Configure the AD RMS server to use the new SQL Server

Log on to the AD RMS server and perform the following steps.

  1. Start Registry editor (click Start, type regedit.exe, and then press Enter).
  2. Expand the following nodes:
    HKEY_LOCALMACHINE
    SOFTWARE
    Microsoft
    DRMS
  3. Right-click the DRMS registry key, select Export, and save the export to a *.reg file.
    (This is a backup in case the original registry settings need to be restored.)
  4. Click ConnectionString, double-click ConfigDatabaseConnectionString and then replace the server identifier following datasource= and the next semicolon (;) with the SQL Server name or alias.
  5. If the AD RMS cluster is using a centrally-managed key, the KeyProtection registry key exists and the value under this key must be edited to contain the SQL Server name.  Click the KeyProtection registry key.  Right-click the PASSWORDDERIVEDKEY value name and select Rename.  Replace the WID query name between PASSWORDDERIVEDKEY_ and _DRMS_CONFIG with the SQL Server name or alias.
       Example before change:    
        PASSWORDDERIVEDKEY_NP:\\\\.\\PIPE\\MICROSOFT##WID\\TSQL\\QUERY_DRMS_CONFIG
       Example after change:
          PASSWORDDERIVEDKEY_<SQL Server name>_DRMS_CONFIG
  6. Reset IIS:
    1. Open a command prompt with Administrator privileges.
    2. Type the following command, and then press Enter:
      iisreset
  7. Verify that the AD RMS server can connect to the SQL Server by opening the Active Directory Rights Management Services console. If an error message appears, see “Troubleshooting SQL Server connection errors,” at the end of this article.

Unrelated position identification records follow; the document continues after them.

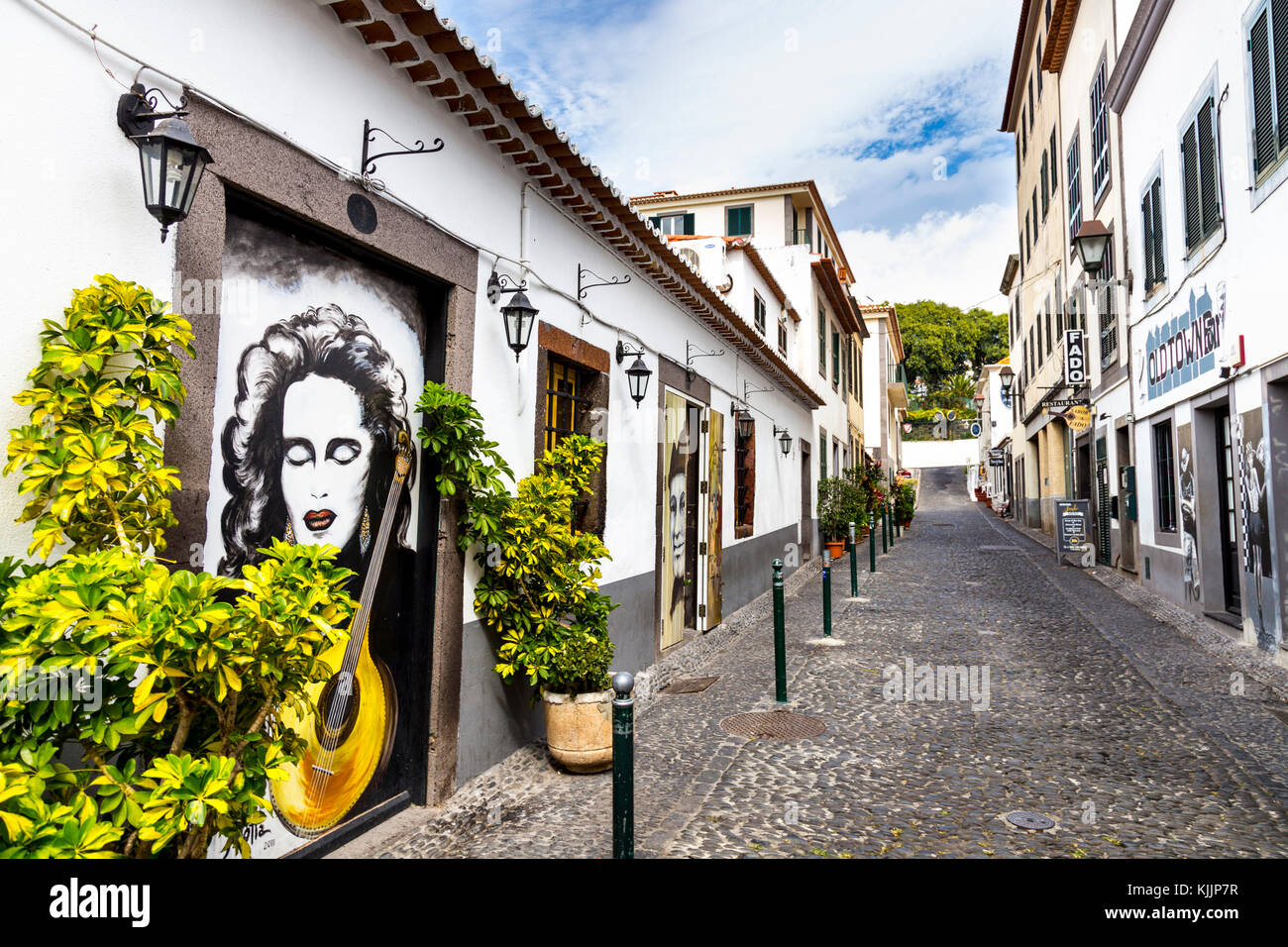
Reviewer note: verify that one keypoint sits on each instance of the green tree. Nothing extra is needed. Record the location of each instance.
(941, 341)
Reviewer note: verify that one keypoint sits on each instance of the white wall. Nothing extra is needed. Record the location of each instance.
(290, 65)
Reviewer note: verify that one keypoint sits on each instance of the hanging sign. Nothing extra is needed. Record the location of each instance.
(1074, 357)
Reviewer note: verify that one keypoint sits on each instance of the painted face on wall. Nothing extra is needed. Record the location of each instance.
(678, 523)
(326, 459)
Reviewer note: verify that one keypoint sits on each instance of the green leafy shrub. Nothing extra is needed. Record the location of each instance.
(106, 386)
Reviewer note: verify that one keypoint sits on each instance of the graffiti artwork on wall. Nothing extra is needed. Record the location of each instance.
(677, 455)
(1189, 513)
(715, 518)
(1258, 587)
(310, 403)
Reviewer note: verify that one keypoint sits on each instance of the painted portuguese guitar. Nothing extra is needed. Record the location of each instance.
(348, 741)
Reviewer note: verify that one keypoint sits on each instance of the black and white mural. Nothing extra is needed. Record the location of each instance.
(318, 365)
(1258, 586)
(1189, 512)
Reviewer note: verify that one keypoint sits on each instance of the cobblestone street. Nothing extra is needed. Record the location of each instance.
(1116, 725)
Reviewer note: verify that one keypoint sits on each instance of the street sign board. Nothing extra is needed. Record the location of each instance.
(1078, 418)
(1073, 525)
(1074, 359)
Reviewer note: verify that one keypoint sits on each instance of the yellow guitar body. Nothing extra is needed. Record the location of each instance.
(347, 745)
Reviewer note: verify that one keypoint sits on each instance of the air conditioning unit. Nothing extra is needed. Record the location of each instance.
(1231, 357)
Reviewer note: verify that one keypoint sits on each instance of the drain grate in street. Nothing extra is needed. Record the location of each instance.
(1033, 821)
(774, 724)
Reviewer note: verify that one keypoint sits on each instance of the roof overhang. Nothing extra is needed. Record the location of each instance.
(1138, 44)
(429, 52)
(1064, 14)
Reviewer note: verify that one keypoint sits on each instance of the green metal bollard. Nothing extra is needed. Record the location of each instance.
(854, 564)
(872, 540)
(827, 594)
(623, 766)
(780, 637)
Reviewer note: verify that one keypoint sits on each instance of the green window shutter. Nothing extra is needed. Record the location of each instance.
(1279, 30)
(1209, 165)
(1263, 146)
(1190, 171)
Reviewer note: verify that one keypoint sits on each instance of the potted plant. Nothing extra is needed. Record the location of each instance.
(579, 705)
(835, 510)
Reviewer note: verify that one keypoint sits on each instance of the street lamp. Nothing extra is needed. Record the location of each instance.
(1093, 243)
(170, 159)
(518, 315)
(1008, 377)
(638, 375)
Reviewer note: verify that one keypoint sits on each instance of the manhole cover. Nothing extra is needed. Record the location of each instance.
(1030, 819)
(774, 724)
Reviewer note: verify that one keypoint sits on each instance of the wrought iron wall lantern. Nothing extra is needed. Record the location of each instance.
(583, 286)
(170, 159)
(743, 421)
(692, 352)
(519, 315)
(638, 375)
(369, 137)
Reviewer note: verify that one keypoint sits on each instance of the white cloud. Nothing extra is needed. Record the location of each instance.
(954, 258)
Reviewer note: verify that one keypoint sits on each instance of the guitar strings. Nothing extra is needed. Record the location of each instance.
(316, 789)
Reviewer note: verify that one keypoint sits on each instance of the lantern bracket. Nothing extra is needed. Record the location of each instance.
(625, 348)
(137, 110)
(369, 136)
(583, 286)
(498, 285)
(692, 352)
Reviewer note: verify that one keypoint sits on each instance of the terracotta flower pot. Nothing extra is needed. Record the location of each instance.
(580, 729)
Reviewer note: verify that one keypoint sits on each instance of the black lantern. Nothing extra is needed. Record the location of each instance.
(519, 315)
(638, 375)
(170, 159)
(1008, 377)
(1093, 241)
(746, 424)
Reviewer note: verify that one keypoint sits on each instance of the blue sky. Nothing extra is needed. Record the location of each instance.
(892, 107)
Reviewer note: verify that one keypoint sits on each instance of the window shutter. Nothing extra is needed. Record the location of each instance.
(1279, 27)
(1190, 171)
(1157, 248)
(1209, 169)
(1262, 94)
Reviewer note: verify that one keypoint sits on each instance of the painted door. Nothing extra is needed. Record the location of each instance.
(675, 501)
(715, 518)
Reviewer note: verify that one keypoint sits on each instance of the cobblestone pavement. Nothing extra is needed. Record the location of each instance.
(1117, 727)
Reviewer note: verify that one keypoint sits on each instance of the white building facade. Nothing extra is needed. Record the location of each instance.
(1201, 93)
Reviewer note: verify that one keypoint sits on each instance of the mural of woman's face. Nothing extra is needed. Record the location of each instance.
(326, 459)
(678, 523)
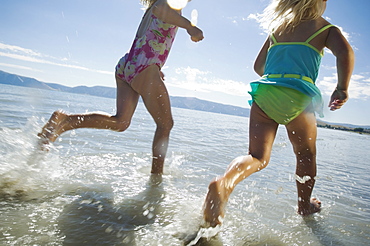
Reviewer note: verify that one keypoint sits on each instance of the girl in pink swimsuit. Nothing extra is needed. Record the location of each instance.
(137, 74)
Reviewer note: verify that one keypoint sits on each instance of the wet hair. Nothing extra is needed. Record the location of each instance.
(287, 14)
(148, 3)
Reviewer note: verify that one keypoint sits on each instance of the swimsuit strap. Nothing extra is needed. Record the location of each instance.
(273, 38)
(318, 32)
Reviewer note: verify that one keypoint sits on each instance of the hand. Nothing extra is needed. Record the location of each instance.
(195, 33)
(161, 74)
(338, 98)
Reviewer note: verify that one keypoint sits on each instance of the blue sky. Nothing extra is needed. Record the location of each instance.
(79, 43)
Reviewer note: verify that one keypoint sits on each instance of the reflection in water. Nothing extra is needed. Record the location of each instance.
(321, 232)
(93, 218)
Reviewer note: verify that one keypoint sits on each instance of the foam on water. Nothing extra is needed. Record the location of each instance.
(94, 187)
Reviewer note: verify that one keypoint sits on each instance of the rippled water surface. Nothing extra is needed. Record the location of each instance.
(94, 188)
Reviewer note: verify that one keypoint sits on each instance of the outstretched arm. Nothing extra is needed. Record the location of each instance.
(164, 12)
(342, 50)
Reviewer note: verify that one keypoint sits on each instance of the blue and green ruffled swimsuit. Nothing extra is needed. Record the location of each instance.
(288, 87)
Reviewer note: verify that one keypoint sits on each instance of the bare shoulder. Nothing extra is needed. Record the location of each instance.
(161, 7)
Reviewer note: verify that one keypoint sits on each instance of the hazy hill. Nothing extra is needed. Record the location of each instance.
(178, 102)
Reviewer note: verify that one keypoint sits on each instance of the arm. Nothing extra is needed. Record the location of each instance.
(259, 64)
(165, 13)
(342, 50)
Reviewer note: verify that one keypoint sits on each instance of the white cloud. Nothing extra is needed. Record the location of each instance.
(359, 87)
(17, 66)
(23, 54)
(204, 81)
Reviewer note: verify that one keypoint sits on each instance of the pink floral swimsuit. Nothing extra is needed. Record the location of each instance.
(151, 48)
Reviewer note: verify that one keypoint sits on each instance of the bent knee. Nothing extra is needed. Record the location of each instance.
(166, 126)
(122, 126)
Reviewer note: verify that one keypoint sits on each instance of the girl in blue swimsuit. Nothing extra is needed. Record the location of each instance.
(288, 64)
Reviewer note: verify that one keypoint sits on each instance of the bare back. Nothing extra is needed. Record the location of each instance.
(303, 31)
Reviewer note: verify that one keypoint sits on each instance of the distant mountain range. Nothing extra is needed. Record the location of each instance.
(177, 102)
(101, 91)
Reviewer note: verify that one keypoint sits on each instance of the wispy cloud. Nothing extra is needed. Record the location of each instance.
(204, 81)
(18, 67)
(23, 54)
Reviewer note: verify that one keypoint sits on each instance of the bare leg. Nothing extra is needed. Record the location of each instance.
(61, 122)
(302, 133)
(150, 86)
(262, 131)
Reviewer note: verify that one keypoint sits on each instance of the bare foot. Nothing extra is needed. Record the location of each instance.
(315, 207)
(53, 128)
(214, 205)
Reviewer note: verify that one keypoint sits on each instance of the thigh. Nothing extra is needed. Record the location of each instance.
(262, 132)
(126, 100)
(302, 132)
(153, 91)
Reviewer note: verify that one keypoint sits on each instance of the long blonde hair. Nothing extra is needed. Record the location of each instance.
(148, 3)
(287, 14)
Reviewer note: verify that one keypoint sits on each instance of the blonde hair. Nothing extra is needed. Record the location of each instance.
(148, 3)
(287, 14)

Troubleshooting SQL Server connection errors

Do the following if this error message appears when you open the AD RMS console: “Cannot open database … requested by the login. The login failed. Login failed for user….”

  1. Log on to the SQL Server and start SQL Server Management Studio with Administrator privileges.
  2. Expand the following nodes:
    Security
    Logins
  3. Double-click the AD RMS service account.
  4. In the Login Properties dialog box, click User Mapping.
  5. Ensure that the check boxes next to the three DRMS databases are selected.
  6. If selecting one or more of these check boxes fails, delete the AD RMS service account from the list of users for each DRMS database (under Databases\<DRMS_database>\Security\Users) and then select the checkbox in the AD RMS service account user mapping table again.